そこで不動産管理会社は、入居者の募集を行います。
この時、入居者から受け取る家賃の額は、一括借り上げの際に支払った家賃の1軒あたりの金額より高くなければなりません。
もし支払家賃より受取家賃の方が低ければ、不動産管理会社として赤字を計上することとなってしまうからです。
一方で入居者から受け取る家賃の金額は、極端に高い金額とすることはできません。
高くすれば、入居者を確保することが難しくなってしまうからです。
そこで、不動産管理会社が一括借り上げを行う際に支払う家賃の額を、できるだけ低くなるようにします。
こうすれば、支払家賃と受取家賃の差額を利益に計上することができます。
他の管理方式との比較①管理委託方式
不動産管理会社を設立した場合、サブリース以外の方法で管理を行うこともできます。
まずご紹介するのが、管理委託方式です。
管理委託方式は、不動産管理を行うだけの会社を設立する方式です。
不動産管理といっても、日常的に発生する業務はそれほどなく、管理手数料として家賃の数%の収入を得る形となります。
ただ、管理手数料を支払うオーナーである個人にとっては、毎月決まった経費が発生することとなるため、節税効果があります。
他の管理方式との比較②売却方式
売却方式は、個人で所有している不動産を不動産管理会社に売却する方式です。
不動産の所有者が個人から会社に変わるため、家賃収入を受け取るのも会社となります。
誰が家賃収入を受け取っても、その金額が変わるわけではありません。
ただ、個人が受け取るか会社が受け取るかで、課される税金の種類は変わってきます。
個人に対しては所得税が課され、その税率は最高45%にもなります。
一方、会社に対して課される法人税は、税率は原則一律とされ、その税率は23.2%となっています。
多額の家賃収入が発生する物件や沢山の物件がある場合には、売却方式により節税することができます。
不動産管理会社のサブリース方式で節税できる理由
不動産管理会社を設立しサブリースを行うと、節税になることがわかりました。
ただ、サブリースを実行すると何故節税になるのか、その理由はわかりにくいかもしれません。
ここからは、サブリースを行うと節税になる理由を解説していきます。
個人の所得を減らすことができる
不動産管理会社を設立しサブリース方式を行う前は、家賃収入から必要経費を控除した金額が、個人の所得として発生しています。

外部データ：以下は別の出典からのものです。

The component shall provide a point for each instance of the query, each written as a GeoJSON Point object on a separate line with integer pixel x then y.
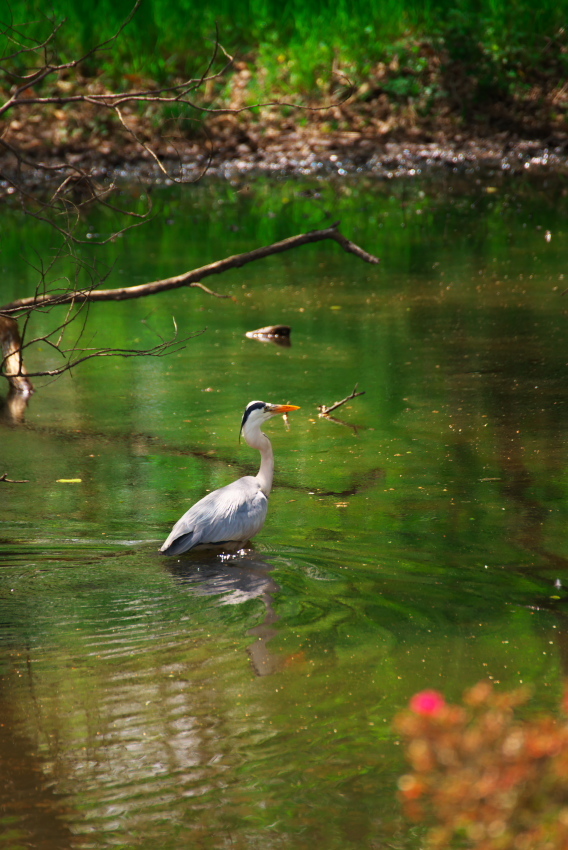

しかし、サブリース方式を導入すると、個人の所得金額を減らすことができます。
個人の所得金額が減る理由は、個人が受け取る家賃収入の金額を減らせるからです。
サブリース方式では、個人は不動産管理会社から家賃収入を受け取ることとなり、その金額はある程度調整できます。
そこで、実際に入居者から受け取る金額より低い金額にしておくことで、個人の所得金額を減らすことができることとなります。
なお、個人の所得金額が減った分の金額は、オーナーが設立した不動産管理会社の利益となっています。
そのため、節税をしたからといって損をするわけではありません。
法人税の低い税率が適用される
個人の所得金額が減少し、その金額は不動産管理会社の利益となります。
個人では所得金額が減少しても、会社で課税されるのであれば、税負担は変わらないと思う方もいるでしょう。
しかし、個人に対する所得税の税率と、会社に対する法人税の税率には差があるため、節税となります。
所得税の税率は、所得金額が増えるほど税率が上がる累進課税となっています。
最高45%となる他、段階的に33%や40%といった税率が適用され、高額所得者ほど税負担は大きくなります。
一方、法人税の税率は一律23.2%とされ、中小企業の場合はさらに低い税率が適用される場合もあります。
そのため、所得が個人から会社に移るだけでも、節税ができることになります。
不動産管理会社でサブリース方式にするときの注意点
不動産管理会社を設立しサブリース方式を実行すれば、節税効果を得られ、税負担を軽減することができます。
ただ、不動産管理会社を設立することや、サブリース方式を実行することには注意点もあります。
会社の設立や運営にはコストがかかる
不動産管理会社を設立する際には、一定のコストがかかります。
会社を設立する際の資本金については、いくらでもいいこととされているため、この点は問題ありません。
ただし、設立費用として株式会社の場合は最低でも25万円程度、合同会社の場合は10万円程度必要です。
設立登記や定款の認証など避けては通れない手続きが多いため、設立費用を事前に準備しておく必要があります。
また、会社を設立した後は、会社の運営コストがかかります。
会社の運営コストとして、特に大きなウエイトを占めるのが、法人税の申告に関する費用です。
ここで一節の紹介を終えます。